Willem is an Honorary Associate of the University of Birmingham. He holds cum laude MSc degrees in Development Programming and Sociological Economics.
Dominic White, WWF
Dominic White is Head of Programme Development in WWF-UK. WWF is a global environmental network that creates solutions to the planet's most serious environmental challenges so that people and nature thrive.
Dominic first trained as a zoologist, specialising in primatology, then as a forester working on low impact logging for community development. Unsustainable resource use is the central theme running through Dominic's work which has covered countries of East and West Africa, Central and South-East Asia, the Caribbean and Scotland. Dominic started work with WWF in Nigeria in 1988 then later moved on to work on UK forest policy from Scotland. He spent five years working with the World Land Trust before returning to WWF in 2000. Since then Dominic has been involved in a variety of programme related work including negotiating the partnership with DFID, EC funding, improving quality through design and building tools and competencies on monitoring for sustainability. Dominic joined the Board of Bond in November 2008.

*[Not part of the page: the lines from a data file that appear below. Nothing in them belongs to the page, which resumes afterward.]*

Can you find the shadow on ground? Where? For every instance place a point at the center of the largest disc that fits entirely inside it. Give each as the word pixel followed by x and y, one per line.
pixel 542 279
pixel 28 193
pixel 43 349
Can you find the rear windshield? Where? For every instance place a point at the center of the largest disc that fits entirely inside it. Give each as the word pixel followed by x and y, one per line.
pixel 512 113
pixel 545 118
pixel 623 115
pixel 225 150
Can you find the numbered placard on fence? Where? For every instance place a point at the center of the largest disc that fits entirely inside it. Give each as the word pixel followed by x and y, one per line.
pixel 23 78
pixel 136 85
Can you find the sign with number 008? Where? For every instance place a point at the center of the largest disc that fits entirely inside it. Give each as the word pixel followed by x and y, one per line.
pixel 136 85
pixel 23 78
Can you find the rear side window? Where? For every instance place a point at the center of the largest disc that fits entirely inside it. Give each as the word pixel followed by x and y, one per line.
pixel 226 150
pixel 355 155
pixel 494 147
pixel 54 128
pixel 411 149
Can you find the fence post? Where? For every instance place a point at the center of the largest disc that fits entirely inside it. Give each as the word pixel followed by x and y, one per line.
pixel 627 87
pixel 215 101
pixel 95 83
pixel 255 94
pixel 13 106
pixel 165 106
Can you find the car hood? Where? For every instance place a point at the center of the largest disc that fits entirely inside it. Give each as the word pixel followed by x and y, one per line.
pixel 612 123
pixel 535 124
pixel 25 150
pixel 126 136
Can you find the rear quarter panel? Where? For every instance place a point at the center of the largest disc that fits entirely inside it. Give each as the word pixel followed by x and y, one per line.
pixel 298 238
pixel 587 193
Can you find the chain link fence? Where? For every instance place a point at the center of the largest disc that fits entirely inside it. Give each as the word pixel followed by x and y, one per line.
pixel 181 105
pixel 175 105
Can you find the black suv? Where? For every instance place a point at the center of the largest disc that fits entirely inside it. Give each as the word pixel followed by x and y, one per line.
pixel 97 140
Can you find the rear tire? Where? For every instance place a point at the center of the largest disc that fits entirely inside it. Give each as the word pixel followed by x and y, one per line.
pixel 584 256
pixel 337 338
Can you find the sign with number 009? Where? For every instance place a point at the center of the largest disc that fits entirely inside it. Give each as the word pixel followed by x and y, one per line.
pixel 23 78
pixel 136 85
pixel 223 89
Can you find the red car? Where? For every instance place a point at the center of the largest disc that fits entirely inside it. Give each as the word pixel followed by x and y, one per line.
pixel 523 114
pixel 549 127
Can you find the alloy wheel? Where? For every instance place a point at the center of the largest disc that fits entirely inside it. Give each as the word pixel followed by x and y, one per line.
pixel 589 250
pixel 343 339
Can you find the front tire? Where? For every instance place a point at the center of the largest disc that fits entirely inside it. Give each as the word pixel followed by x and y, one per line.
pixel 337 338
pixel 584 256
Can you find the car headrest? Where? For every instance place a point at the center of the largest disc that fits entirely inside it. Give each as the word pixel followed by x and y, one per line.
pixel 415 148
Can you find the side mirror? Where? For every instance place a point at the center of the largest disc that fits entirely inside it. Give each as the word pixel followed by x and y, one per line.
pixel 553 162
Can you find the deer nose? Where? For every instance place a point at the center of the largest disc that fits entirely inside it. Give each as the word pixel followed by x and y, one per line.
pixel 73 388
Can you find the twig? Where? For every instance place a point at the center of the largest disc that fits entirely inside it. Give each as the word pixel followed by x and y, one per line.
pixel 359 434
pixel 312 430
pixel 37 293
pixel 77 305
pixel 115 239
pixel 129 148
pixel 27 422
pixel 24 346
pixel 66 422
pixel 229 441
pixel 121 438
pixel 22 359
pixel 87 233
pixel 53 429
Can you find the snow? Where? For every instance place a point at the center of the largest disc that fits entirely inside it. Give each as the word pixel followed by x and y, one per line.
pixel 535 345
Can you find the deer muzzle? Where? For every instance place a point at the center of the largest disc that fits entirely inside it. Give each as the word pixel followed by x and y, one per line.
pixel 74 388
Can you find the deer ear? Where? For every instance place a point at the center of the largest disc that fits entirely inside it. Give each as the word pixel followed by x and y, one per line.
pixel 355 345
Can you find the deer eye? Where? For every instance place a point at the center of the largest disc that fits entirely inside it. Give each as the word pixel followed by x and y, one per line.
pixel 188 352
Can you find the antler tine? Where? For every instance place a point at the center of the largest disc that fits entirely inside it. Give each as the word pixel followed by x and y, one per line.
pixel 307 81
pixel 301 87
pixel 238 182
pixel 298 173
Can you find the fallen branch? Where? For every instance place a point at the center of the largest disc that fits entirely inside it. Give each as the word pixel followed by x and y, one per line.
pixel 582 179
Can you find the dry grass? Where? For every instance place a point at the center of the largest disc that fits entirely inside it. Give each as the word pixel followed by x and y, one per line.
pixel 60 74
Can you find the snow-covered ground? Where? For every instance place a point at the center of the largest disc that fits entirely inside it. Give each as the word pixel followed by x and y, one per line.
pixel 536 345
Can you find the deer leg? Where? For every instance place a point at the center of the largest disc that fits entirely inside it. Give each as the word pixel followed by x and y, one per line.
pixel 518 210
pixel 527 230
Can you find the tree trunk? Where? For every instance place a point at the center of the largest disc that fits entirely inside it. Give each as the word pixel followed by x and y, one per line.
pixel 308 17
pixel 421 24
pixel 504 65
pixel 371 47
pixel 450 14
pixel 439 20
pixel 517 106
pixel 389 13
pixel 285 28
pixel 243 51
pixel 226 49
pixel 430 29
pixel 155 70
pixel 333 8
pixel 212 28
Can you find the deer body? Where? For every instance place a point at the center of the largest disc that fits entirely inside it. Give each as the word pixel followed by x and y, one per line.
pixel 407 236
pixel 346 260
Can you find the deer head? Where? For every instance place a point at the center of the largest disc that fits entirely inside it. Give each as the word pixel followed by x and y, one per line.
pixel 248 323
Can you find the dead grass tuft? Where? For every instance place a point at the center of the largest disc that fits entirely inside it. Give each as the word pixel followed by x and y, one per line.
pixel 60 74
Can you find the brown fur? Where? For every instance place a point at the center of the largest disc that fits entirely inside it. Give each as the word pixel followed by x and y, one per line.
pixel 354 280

David Woollcombe, Peace Child International
David Woollcombe is an author, playwright, film-maker and expert on the field of youth participation in governance of small to medium size organisations and institutions. Author of Peace Child, he has directed performances of the work across Europe, North America, the former Soviet Union and Central America. His academic publications include "The Role of Children in Governance" and "Youth-led Development" for the Schumacher Society. He has also consulted for UNDP, UNICEF, UNESCO and UNEP on youth-led Development and the best ways to create participatory structures that engage young people effectively. Working with young people on a daily basis at the Peace Child International Centre, he has 20 years of experience of the technology of youth participation - what works and what does not work.